The Cass review said the Tavistock clinic, which provided services for children across England in the same way as the Sandyford does in Scotland, should be replaced with an “appropriate multi-professional workforce to enable them to provide an integrated model of care that manages the holistic needs of this population”.
She added: “Staff should maintain a broad clinical perspective in order to embed the care of children and young people with gender uncertainty within a broader child and adolescent health context.”
Cherry has been a long-term critic of the SNP’s stance on gender issues, opposing the party’s delayed plans to reform gender recognition rules to make certificates matching a person’s sex to their gender easier to obtain.
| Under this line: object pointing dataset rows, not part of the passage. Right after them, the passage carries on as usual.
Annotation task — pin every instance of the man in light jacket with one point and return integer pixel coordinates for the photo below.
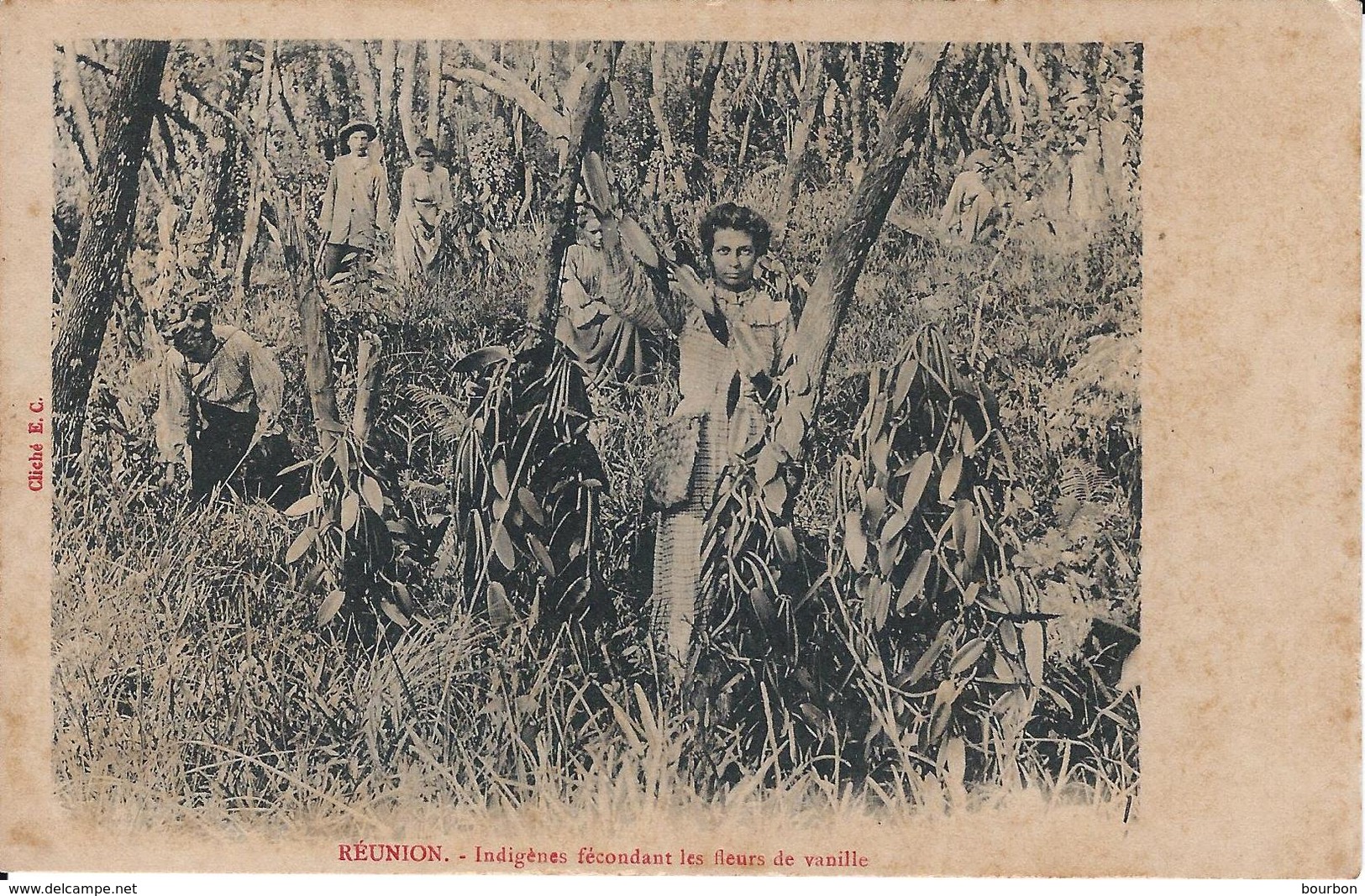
(218, 413)
(355, 207)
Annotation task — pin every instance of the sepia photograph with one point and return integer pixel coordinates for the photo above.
(523, 448)
(506, 423)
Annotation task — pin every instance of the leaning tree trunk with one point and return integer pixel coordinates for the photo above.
(407, 90)
(811, 93)
(585, 131)
(832, 295)
(434, 92)
(74, 97)
(251, 233)
(104, 242)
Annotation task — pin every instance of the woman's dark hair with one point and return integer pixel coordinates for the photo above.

Harper, the first Green politician to be elected to any parliament in Britain when he was voted in as an MSP for the Lothians, led the party from 2004 to 2008.
He is patron of LGBT Youth Scotland and has criticised his party for backing independence and agreeing a coalition deal with the SNP following the 2021 elections.
A Scottish Government spokesperson said: “The Scottish Government recognises the need to provide the best possible care for young people questioning their gender identity or experiencing gender dysphoria.
“As previously stated, the findings from the Cass Review will be closely considered within the context of NHS Scotland services as part of our broader commitment to improve access to, and delivery of, NHS gender identity services.”
A spokesperson for NHS Greater Glasgow and Clyde, which manages the Sandyford clinic, said: "The Sandyford clinic continues to offer a range of gender services in line with national frameworks."